The problem of representing data or any quantitative information in a graphical form suitable to human interpretation and exploration has deep roots and has been addressed in statistics and in many other scientific disciplines (Friendly 2005). One of the biggest challenges statisticians face when working on applied problems with non-statisticians is to be able to effectively present and communicate statistical results (Spence 2001, Tufte 1983). In this toolbox we have developed new interactive tools which can dynamically connect the information which comes from different “robust plots”.
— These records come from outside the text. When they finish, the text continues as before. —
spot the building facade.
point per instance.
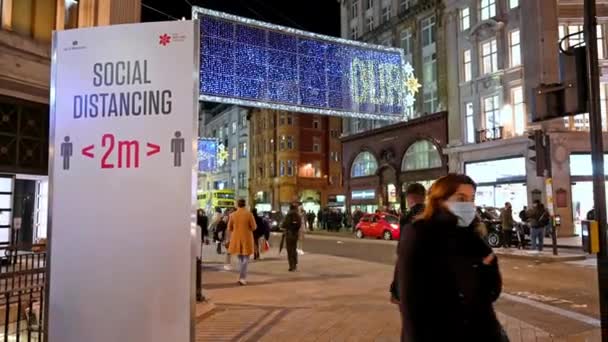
(295, 157)
(230, 126)
(501, 50)
(381, 163)
(415, 27)
(25, 34)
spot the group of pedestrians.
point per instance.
(446, 277)
(244, 234)
(537, 219)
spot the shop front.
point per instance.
(365, 200)
(311, 200)
(262, 201)
(381, 163)
(337, 202)
(500, 181)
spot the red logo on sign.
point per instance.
(165, 39)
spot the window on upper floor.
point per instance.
(406, 42)
(428, 31)
(491, 111)
(465, 18)
(469, 122)
(515, 48)
(386, 11)
(404, 5)
(316, 144)
(489, 57)
(487, 9)
(467, 69)
(354, 32)
(364, 165)
(354, 9)
(421, 155)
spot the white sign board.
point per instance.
(123, 183)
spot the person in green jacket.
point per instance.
(506, 220)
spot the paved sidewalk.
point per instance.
(329, 299)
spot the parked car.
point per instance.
(275, 218)
(490, 217)
(381, 225)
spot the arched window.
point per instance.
(421, 155)
(364, 165)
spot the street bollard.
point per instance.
(199, 283)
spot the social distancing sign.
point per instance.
(123, 183)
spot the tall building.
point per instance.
(230, 126)
(382, 158)
(412, 25)
(501, 50)
(295, 157)
(25, 34)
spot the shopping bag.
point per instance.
(265, 246)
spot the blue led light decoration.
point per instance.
(207, 155)
(252, 63)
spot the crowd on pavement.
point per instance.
(242, 233)
(443, 259)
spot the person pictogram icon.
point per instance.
(178, 146)
(66, 152)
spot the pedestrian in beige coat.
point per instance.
(241, 226)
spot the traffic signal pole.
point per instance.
(597, 158)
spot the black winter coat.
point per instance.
(446, 291)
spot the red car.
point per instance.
(378, 226)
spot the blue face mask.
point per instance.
(465, 211)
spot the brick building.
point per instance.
(294, 157)
(381, 163)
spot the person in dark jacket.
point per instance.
(203, 222)
(292, 225)
(262, 231)
(448, 275)
(539, 220)
(415, 195)
(591, 215)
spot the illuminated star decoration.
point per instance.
(222, 155)
(412, 85)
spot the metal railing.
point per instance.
(23, 274)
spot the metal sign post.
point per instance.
(597, 157)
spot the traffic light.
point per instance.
(569, 97)
(540, 153)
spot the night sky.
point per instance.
(319, 16)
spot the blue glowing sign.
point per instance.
(207, 154)
(247, 62)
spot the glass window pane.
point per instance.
(5, 202)
(6, 185)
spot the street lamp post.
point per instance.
(597, 157)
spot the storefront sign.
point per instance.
(511, 170)
(123, 183)
(207, 155)
(363, 194)
(251, 63)
(549, 192)
(561, 198)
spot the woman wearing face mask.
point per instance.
(448, 275)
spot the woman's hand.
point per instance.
(489, 259)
The Flexible Statistics Data Analysis Toolbox™ extends the data visualization functions already present in the Statistics toolbox and in MATLAB. The extensions concern a series of robust statistics plots which we made dynamic and interactive. These new features not only help to better present the data to a non statistical audience, but also enable the researcher to highlight the presence of hidden subgroups of data.
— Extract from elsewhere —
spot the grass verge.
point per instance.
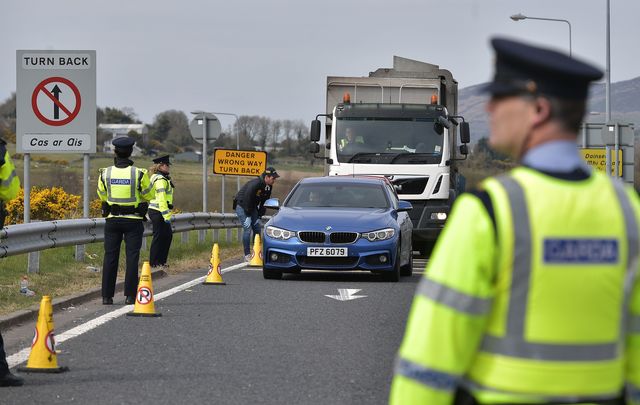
(60, 274)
MATLAB includes a data brushing facility for marking observations on graphs and allowing the user to remove or save them to new variables. There is also a related data linking facility for connecting graphs with workspace variables, to automatically and interactively update them. In the Forward Search context the applicability of such powerful functions is limited by the fact that with the link function two graphs can be connected, and therefore brushed, only when they refer to the same variables in the workspace.
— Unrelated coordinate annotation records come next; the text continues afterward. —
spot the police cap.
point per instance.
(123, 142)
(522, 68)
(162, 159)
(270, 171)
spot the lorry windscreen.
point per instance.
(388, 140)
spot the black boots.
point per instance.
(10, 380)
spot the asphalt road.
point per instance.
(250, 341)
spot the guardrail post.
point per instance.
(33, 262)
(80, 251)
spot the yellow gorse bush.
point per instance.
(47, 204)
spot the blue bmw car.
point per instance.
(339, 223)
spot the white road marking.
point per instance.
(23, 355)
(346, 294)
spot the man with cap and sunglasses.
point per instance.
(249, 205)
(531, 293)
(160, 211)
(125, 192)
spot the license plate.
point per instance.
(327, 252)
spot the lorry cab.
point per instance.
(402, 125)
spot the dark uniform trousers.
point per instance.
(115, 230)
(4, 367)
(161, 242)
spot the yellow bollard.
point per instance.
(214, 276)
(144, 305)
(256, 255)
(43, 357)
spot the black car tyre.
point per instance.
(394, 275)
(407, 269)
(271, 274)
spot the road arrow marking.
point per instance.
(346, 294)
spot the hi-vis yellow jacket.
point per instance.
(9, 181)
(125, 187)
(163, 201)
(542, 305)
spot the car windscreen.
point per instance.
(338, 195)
For example, linking the Monitoring Residuals Plot with the Scatter Plot Matrix is not possible, as the former refers to the residuals of the data units at each step of the search, while the latter refers to the unit values. Besides, line plots created with line and the gplotmatrix function in particular cannot be brushed with the standard MATLAB brush function.

For these reasons in the FSDA toolbox we have re-implemented the brushing and linking facilities. In particular, we have adopted (and adapted to our needs) the  powerful selectdata function by John D'Errico, available at the MATLAB Central exchange user community (http://www.mathworks.com/matlabcentral/fileexchange/13857).

Brushing is implemented in the FSDA toolbox in two modalities. A non persistent modality where the selection can be done by the user only once and a persistent brushing where the selection can be repeated multiple times. In addition, there is a persistent non cumulative brush option, where every time a brushing action is performed previous selections are removed, and a cumulative one where each selection is highlighted and appropriately reported in the legend of the graphs involved.

The above features are complemented by our customized version of the standard Matlab datatip option that, once a point in a forward trajectory is selected reports in a a tooltip box relevant information about the associated unit(s) and the related statistics.